Member of the Legislative Assembly of the Province of Canada for Yamaska
- In office 1848–1851

Personal details
- Born: September 30, 1791 Yamaska, Lower Canada, British Empire (now in Quebec)
- Died: October 27, 1861 (aged 70) Lavallière Bay, Province of Canada (now in Quebec)
- Party: Independent
- Spouses: ; Catherine Parenteau ​(m. 1815)​ ; Suzanne Chouinard ​(m. 1825)​ ; Geneviève Leclerc ​(m. 1859)​
- Occupation: farmer, politician

= Michel Fourquin =

Michel Fourquin (September 30, 1791 - October 27, 1861) was a farmer and political figure in Canada East. He represented Yamaska in the Legislative Assembly of the Province of Canada from 1848 to 1851. His surname also appears as Fourquin dit Léveillé.

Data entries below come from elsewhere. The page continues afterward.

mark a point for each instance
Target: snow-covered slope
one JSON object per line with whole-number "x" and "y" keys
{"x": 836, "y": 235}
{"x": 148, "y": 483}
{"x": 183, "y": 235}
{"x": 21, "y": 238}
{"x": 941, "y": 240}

He was born in Yamaska, Lower Canada, the son of Joseph Léveillé and Marguerite Lasalle. Fourquin owned a farm at Yamaska. He was married three times: first to Catherine Parenteau in 1815, then to Suzanne Chouinard in 1825 and finally to Geneviève Leclerc in 1859. He was an unsuccessful candidate for a seat in the assembly in 1844 and was defeated when he ran for reelection in 1851. Fourquin drowned in Lavallière Bay at the age of 70.